The company just signed a letter of intent to buy a fabrication plant from Powerchip Semiconductor Manufacturing Corporation in Taiwan for $1.8 billion, a move designed to expand DRAM output right when the AI supply crunch is expected to still be raging.
What Micron is actually doing here
Micron says this deal will help it “increase production and better serve customers” in a market where demand is still outrunning supply.
The key detail: management expects the purchase to begin adding to DRAM production in the second half of 2027.
So this is not a quick fix. This is Micron loading up capacity for the next phase of the AI infrastructure cycle.
Why this matters (this is a long memory supercycle)
Micron’s mid-December earnings and guidance lit a fire under memory and storage names because it confirmed what investors were starting to suspect:
AI demand is pulling memory forward faster than anyone modeled.
And it’s not just regular DRAM. The bigger issue is HBM, the high-bandwidth memory that basically acts like the “fuel line” feeding GPUs.
Demand is surging, supply is tight, and pricing power stays with the producers as long as the shortage persists.
JPMorgan’s math shows the shortage is massive
JPMorgan analysts led by Jay Kwon put hard numbers on the problem:
Even ignoring conventional DRAM supply-demand, they estimate the DRAM industry will be in a net deficit of about 180k wafer starts per month in 2027 just to resolve the HBM shortage.
That’s the part people keep missing. This is not a small gap.
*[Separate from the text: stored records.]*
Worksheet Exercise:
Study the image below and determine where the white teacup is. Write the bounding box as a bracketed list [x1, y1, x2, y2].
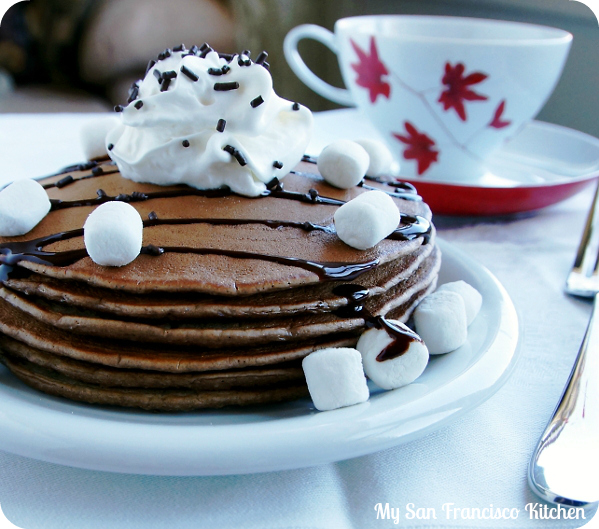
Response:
[284, 15, 572, 181]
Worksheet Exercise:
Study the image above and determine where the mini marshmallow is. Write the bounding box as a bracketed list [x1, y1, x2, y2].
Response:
[83, 201, 143, 266]
[413, 290, 468, 355]
[357, 321, 429, 390]
[0, 179, 51, 236]
[80, 116, 120, 160]
[355, 138, 394, 177]
[302, 347, 369, 411]
[317, 139, 369, 189]
[334, 190, 400, 250]
[437, 280, 482, 325]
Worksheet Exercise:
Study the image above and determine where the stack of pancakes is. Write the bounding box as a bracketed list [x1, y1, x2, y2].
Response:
[0, 159, 439, 411]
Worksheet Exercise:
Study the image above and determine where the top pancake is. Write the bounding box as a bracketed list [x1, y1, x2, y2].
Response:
[0, 160, 433, 295]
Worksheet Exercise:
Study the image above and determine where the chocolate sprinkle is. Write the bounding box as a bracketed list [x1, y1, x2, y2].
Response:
[159, 70, 177, 91]
[250, 96, 264, 108]
[180, 65, 199, 82]
[107, 144, 114, 151]
[214, 81, 239, 91]
[143, 244, 165, 256]
[127, 84, 139, 103]
[216, 119, 226, 132]
[200, 46, 213, 59]
[218, 52, 235, 62]
[114, 105, 124, 113]
[173, 44, 186, 52]
[134, 100, 144, 109]
[273, 160, 283, 169]
[148, 211, 159, 221]
[145, 60, 156, 75]
[57, 161, 98, 174]
[157, 48, 172, 61]
[91, 166, 104, 176]
[56, 175, 74, 189]
[266, 177, 281, 191]
[160, 78, 171, 92]
[207, 67, 225, 76]
[223, 145, 247, 166]
[292, 102, 300, 111]
[182, 140, 190, 148]
[255, 51, 268, 65]
[238, 50, 251, 67]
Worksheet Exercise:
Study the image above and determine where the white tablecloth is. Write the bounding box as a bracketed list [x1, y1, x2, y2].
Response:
[0, 112, 597, 529]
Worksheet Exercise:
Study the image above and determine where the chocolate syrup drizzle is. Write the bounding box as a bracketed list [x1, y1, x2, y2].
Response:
[0, 208, 428, 282]
[0, 222, 379, 283]
[0, 159, 432, 291]
[332, 284, 423, 361]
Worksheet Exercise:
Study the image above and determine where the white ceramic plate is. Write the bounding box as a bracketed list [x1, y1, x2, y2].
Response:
[0, 239, 518, 476]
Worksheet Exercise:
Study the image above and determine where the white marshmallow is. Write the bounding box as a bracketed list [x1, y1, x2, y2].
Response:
[413, 290, 468, 355]
[0, 179, 51, 236]
[334, 190, 400, 250]
[355, 139, 394, 177]
[83, 201, 143, 266]
[302, 347, 369, 411]
[317, 139, 369, 189]
[80, 116, 120, 160]
[357, 321, 429, 390]
[436, 280, 482, 326]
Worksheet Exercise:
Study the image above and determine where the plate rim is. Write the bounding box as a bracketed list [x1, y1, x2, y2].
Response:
[0, 239, 519, 476]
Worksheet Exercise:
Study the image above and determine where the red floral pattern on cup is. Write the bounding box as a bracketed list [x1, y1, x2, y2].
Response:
[489, 100, 512, 129]
[393, 122, 439, 175]
[348, 38, 512, 176]
[438, 62, 488, 121]
[350, 37, 391, 103]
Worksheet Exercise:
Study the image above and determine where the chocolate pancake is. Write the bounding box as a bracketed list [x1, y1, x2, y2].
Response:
[0, 352, 310, 411]
[0, 295, 359, 372]
[0, 156, 439, 410]
[0, 335, 305, 390]
[1, 160, 433, 293]
[0, 246, 439, 346]
[3, 241, 434, 319]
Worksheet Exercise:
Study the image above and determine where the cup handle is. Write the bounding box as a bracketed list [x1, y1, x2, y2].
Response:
[284, 24, 355, 107]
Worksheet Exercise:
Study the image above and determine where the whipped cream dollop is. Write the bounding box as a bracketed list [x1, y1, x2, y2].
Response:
[106, 46, 313, 196]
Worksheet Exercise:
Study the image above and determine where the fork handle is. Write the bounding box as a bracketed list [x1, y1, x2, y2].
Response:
[528, 293, 599, 506]
[551, 292, 598, 427]
[539, 293, 599, 445]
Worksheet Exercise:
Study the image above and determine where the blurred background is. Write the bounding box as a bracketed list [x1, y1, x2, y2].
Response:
[0, 0, 598, 136]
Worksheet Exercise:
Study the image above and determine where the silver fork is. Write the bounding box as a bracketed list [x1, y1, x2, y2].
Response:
[528, 181, 599, 509]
They also highlighted how limited even big expansions really are:
Micron’s P5 fab at 50k wafer starts per month, even if it were fully dedicated to HBM, would only cover about 20% of the shortage by their calculation.
So even after Micron spends billions, the market can still stay structurally tight.
Bottom line
Micron isn’t buying a fab because it thinks demand will cool off.
It’s buying a fab because AI is turning memory into one of the most persistent bottlenecks in the entire chip stack.
And if supply stays constrained into 2027 and beyond, Micron gets exactly what it wants: sustained pricing power.